A Claude Code session is not a flat list of spans. It’s a tree:

  • one claude_code.interaction per user turn
  • N claude_code.llm_request children, with model + token + cost attributes
  • M claude_code.tool children, some tool.blocked_on_user, some tool.execution
  • correlated by prompt.id across the whole tree, including Agent SDK subprocesses (TRACEPARENT propagated automatically)
  • and — if you use Cowork — interleaved approval, file-access, skills/plugins events

Modeling this generically means every panel reduces to “list of spans with these attributes.” Modeling it specifically means we can show “for prompt id X, here is the tree, here are the tool decisions, here is the cost broken out by model, and here is the approval flow that gated it.”

That’s what we do. Generic backends won’t, and shouldn’t — it’s not their job.

vs generic OTel backends

VendorStrengthsWhy it’s the wrong shape for the Claude stack
DatadogMature, complete signal coverage, alerting, RUMPricing scales with custom-metric cardinality. A 200-dev shop on Claude Code easily exceeds the budget. No Claude-aware dashboards. Cowork approval events arrive as opaque log lines.
HoneycombBest-in-class trace exploration, BubbleUpSame cardinality cost shape. Wide-event model is great for backend services, awkward for prompt.id-scoped agent trees.
Grafana CloudShips an official Claude Code integration with basic dashboards. Best of the generics.Still pays per active series. No Cowork approval rendering. EU residency requires the higher tier.
New Relic / Elastic / SigNoz / Sealos / QuesmaSolid OTel support, self-host optionsAll published Claude Code dashboards in early 2026. None specialise on cost attribution per dev/repo.

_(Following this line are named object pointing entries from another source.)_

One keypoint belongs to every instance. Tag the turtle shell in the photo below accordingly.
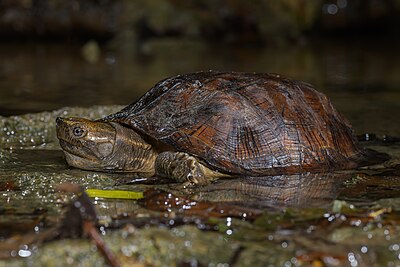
(245, 123)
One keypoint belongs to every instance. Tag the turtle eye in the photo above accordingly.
(78, 131)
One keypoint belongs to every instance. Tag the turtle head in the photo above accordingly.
(104, 146)
(86, 143)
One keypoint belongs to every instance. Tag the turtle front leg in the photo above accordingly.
(182, 167)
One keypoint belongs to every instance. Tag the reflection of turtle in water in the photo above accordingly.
(201, 126)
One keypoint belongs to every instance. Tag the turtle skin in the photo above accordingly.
(245, 123)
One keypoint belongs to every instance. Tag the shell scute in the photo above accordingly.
(244, 123)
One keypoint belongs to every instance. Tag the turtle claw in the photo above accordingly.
(181, 167)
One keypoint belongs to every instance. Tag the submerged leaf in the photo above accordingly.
(117, 194)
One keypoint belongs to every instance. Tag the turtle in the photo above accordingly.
(201, 126)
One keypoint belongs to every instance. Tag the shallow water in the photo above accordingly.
(336, 219)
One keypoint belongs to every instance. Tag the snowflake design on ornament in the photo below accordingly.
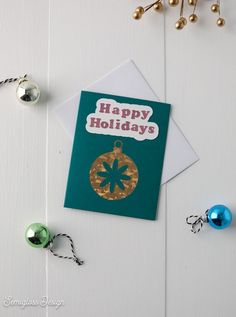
(113, 175)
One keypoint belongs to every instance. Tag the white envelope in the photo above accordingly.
(126, 80)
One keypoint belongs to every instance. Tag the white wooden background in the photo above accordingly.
(133, 268)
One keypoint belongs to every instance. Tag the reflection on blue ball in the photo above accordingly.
(219, 217)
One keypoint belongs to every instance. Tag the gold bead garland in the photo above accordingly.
(182, 21)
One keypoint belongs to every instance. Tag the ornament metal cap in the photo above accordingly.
(218, 216)
(27, 91)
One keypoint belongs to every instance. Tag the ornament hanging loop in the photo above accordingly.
(12, 80)
(73, 258)
(196, 222)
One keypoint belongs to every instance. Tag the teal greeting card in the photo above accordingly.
(118, 155)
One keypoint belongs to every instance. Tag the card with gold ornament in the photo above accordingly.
(117, 157)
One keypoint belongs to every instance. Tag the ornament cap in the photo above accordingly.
(37, 235)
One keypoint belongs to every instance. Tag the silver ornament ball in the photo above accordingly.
(27, 92)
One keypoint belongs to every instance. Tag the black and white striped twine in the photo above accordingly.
(196, 222)
(74, 257)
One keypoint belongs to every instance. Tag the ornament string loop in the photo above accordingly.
(11, 80)
(196, 222)
(73, 258)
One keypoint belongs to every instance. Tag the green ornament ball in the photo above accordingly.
(37, 235)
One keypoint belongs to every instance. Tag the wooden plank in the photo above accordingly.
(23, 32)
(201, 86)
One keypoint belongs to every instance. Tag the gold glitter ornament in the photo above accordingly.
(114, 175)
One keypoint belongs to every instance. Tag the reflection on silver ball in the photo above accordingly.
(27, 92)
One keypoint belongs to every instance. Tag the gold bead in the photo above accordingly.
(193, 18)
(179, 25)
(173, 3)
(158, 6)
(191, 2)
(215, 8)
(220, 22)
(137, 15)
(184, 20)
(140, 10)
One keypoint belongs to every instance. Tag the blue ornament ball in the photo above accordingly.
(219, 217)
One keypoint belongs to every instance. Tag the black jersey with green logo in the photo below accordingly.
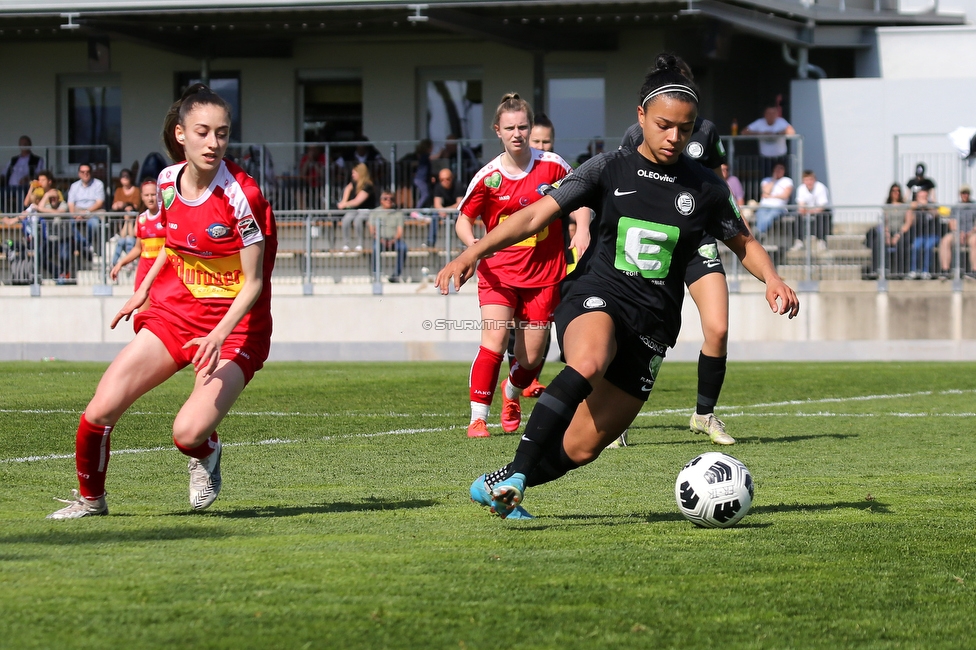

Agent SDK traces fragment across subprocess boundaries.

The common pattern: ingest fine, render generically, bill by span volume. None of them know what a prompt.id is supposed to mean across Claude Code + Agent SDK + Cowork.

vs LLM-native tools

VendorStrengthsWhy it’s the wrong shape for the Claude stack
LangfuseOpen-source, popular for prompt experiments, has a Claude Agent SDK guideTreats traces generically — single LLM call per row. No subagent tree. Cowork’s tool/file/approval events are out of scope.
HeliconeCheap proxy-based model, clean UISits in the API path, not the OTLP path. Doesn’t see claude_code.tool decisions, hooks, or Cowork’s approval flow.
LangSmith / Phoenix / Traceloop / Braintrust / WeaveEach has a niche (evals, dataset curation, framework tracing)All are LLM-API-call-shaped. Agent loops are second-class at best. Cowork is unsupported.

These tools are great if your unit of analysis is “one LLM call.” The Claude stack’s unit of analysis is a prompt.id — one user turn that fans out into dozens of tool calls, sub-agents, hooks, and (with Cowork) human approvals.

vs Anthropic’s own dashboards

Anthropic ships first-class OTel instrumentation across Claude Code, Agent SDK, and Cowork. They explicitly do not ship a hosted backend — the docs say “bring your own”. Metric AI is that backend. If Anthropic ever flips on a hosted dashboard toggle for the SMB segment, our wedge becomes price + EU residency + cross-tool correlation (Claude Code plus Cowork in the same view).

You probably already run Datadog or Grafana for your services. Keep doing that. Point Claude Code, Agent SDK, and Cowork at us via standard OTLP env vars. The two backends don’t compete — they cover different parts of your telemetry.

[your microservices, databases, K8s] ────────► Datadog / Honeycomb / Grafana
[Claude Code + Agent SDK + Cowork]   ────────► Metric AI

Both use OTLP. Both honour W3C trace context. Different unit of analysis, different bill, different rendering.

price comparison

For a 100-developer shop running Claude Code at moderate volume:

TierBackendApprox monthly
Generic OTel (Datadog)full retention, all spans$4–10k
Generic OTel (Grafana Cloud)basic Claude Code integration$1.5–3k
LLM-native (Langfuse cloud)per-event billing$500–1.5k (no subagent trees, no Cowork)
Metric AI Metrics tier$3 / dev / mo$300
Metric AI Traces tier$8 / dev / mo$800

Numbers are illustrative — every shop’s volume is different — but the ratio holds.

what we won’t beat

If you need Datadog’s RUM, log correlation, infra metrics, and APM in one pane of glass: keep Datadog. We are not trying to replace it. We are the focused observability layer for the Claude stack — not the SRE platform.